Music swells and Steve wonders if maybe he’s asleep, slumped over the counter at Family Video, some cheesy romance film playing on the store’s television. But then he realizes the music is only a Christmas tune, coming from the next trailer over.
Eddie grins. “Hey.”
“Hey.”
They stare at each other that moment too long—the moment that makes Steve hope—and then Eddie’s gaze moves past Steve. “Thought you were picking me up last.”
“I am.”
Eddie’s brow furrows. “Are Buckley and Henderson invisible now, or…”
“They’re not coming.”
“What? Why not?”
Steve sighs, breath misting in the air, and explains what happened.

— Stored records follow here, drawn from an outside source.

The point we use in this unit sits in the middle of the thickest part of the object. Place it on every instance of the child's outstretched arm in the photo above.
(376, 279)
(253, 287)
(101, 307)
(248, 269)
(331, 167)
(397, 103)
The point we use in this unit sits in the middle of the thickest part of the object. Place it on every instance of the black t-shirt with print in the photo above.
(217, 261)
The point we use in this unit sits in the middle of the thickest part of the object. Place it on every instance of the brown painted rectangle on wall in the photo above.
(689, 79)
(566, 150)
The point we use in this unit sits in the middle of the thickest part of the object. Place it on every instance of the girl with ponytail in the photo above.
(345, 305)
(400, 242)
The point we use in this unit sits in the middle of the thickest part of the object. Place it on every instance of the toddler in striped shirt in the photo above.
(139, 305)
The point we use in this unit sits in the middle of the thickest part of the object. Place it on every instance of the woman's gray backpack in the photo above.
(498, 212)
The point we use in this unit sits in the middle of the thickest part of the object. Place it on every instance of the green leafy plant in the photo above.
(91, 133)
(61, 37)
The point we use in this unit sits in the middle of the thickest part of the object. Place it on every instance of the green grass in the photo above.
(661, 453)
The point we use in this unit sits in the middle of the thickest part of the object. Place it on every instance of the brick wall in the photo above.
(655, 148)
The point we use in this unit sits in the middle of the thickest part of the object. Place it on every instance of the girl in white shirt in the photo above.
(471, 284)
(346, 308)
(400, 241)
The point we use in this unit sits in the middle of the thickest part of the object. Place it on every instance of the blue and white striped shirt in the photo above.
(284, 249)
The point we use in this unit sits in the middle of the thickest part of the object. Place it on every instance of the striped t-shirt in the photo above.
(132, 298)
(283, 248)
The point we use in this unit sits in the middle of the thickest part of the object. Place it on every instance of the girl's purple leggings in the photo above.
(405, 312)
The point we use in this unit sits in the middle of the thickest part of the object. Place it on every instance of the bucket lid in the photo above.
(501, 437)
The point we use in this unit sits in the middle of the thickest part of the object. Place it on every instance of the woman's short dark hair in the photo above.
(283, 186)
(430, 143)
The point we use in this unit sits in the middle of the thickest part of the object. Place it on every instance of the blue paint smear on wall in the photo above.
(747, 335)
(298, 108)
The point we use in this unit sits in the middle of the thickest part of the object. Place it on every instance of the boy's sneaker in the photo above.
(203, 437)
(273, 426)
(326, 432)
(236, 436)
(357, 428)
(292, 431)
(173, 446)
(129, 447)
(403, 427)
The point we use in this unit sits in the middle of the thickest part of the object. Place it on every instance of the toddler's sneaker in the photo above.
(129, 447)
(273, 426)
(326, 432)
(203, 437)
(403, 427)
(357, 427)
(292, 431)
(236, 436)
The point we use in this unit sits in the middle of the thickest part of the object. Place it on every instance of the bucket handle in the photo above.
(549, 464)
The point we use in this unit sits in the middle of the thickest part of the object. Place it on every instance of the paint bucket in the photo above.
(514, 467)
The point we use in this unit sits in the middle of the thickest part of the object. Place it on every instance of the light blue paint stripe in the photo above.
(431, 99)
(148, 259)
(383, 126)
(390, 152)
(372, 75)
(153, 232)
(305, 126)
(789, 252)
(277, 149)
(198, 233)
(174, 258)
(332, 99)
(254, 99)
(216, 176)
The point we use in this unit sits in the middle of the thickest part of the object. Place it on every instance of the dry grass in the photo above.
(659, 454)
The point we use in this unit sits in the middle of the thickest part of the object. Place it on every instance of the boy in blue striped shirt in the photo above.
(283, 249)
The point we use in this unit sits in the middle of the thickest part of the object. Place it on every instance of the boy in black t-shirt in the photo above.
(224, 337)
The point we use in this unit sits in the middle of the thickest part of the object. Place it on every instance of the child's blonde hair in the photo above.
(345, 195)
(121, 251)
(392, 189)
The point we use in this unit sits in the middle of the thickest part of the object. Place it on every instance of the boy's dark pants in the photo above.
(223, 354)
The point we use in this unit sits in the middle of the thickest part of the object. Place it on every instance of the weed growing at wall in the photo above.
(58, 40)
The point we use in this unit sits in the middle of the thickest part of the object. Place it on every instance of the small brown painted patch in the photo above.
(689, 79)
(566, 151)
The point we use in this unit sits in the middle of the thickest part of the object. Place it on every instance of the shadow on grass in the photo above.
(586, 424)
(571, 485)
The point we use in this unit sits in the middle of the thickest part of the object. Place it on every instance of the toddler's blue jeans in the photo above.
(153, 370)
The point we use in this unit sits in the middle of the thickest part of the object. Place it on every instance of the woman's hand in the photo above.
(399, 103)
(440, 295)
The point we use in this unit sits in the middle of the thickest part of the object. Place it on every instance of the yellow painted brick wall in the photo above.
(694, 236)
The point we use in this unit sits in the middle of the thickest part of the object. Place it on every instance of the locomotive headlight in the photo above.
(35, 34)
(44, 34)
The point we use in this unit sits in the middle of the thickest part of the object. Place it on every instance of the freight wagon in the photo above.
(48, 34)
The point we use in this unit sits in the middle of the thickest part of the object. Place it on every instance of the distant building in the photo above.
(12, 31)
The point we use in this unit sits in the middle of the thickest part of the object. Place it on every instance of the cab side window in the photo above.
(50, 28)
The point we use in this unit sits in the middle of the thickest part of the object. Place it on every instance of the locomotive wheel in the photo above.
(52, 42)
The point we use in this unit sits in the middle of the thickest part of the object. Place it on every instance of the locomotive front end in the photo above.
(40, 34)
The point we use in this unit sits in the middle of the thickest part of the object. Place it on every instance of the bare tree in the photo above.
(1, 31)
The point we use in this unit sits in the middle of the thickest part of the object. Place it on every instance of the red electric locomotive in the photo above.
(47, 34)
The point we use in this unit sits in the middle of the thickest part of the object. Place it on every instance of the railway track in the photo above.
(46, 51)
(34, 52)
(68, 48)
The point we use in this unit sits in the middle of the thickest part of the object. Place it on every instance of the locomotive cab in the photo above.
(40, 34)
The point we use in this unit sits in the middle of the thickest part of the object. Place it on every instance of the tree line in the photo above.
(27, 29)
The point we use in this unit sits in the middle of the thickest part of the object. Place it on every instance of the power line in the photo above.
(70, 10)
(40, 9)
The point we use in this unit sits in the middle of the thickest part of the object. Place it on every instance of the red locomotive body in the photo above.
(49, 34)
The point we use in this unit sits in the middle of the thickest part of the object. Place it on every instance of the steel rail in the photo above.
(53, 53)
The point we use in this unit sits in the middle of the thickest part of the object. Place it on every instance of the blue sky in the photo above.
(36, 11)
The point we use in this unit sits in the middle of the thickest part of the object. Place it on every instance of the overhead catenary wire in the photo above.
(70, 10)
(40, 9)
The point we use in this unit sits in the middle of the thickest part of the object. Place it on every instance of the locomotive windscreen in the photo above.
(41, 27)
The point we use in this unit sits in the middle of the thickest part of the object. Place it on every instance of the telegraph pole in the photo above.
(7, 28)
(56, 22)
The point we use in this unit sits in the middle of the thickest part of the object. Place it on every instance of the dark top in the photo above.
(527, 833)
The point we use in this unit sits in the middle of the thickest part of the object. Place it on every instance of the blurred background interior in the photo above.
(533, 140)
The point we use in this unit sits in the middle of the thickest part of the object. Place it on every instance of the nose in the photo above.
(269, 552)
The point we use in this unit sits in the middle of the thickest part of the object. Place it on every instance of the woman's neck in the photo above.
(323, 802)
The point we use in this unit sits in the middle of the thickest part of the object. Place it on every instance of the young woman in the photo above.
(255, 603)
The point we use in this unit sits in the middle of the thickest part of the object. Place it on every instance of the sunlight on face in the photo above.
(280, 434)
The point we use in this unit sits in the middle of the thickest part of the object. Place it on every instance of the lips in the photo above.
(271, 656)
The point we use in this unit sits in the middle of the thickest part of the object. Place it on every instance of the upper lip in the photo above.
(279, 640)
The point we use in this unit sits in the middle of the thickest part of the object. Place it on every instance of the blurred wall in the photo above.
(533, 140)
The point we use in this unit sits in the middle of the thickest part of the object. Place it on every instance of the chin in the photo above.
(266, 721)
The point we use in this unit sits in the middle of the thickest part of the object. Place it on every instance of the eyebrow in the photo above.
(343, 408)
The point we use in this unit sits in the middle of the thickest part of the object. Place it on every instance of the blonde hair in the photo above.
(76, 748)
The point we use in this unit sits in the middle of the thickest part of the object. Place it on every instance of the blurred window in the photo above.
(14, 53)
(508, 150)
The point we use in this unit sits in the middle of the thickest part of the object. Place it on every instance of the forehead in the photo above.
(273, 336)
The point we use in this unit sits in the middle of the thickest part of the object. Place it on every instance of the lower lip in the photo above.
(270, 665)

“I saw Henderson yesterday and he didn’t say anything.”
“And I saw Robin yesterday and she was fine.” Steve shifts his weight. “And her cough was super fake.”
“Something’s afoot.”
“Yeah, they’re being weird.”
“Hm.” Eddie crosses his arms. “Should we investigate the weirdness?”
Steve shrugs. “I don’t know, man. I already went by their places—if they don’t wanna come, they don’t wanna come.”
“Well, that just leaves more fun for us.” Eddie winks. “Unless you wanna call the weekend off?”
“No way. I need to get out of here.”
Before Steve can ask if Eddie still wants to go, Eddie says, “Excellent,” picking up a bag and guitar case just inside the door, and slams the door behind him. “Onward,” he says, waving an arm, “to the Harrington cabin!”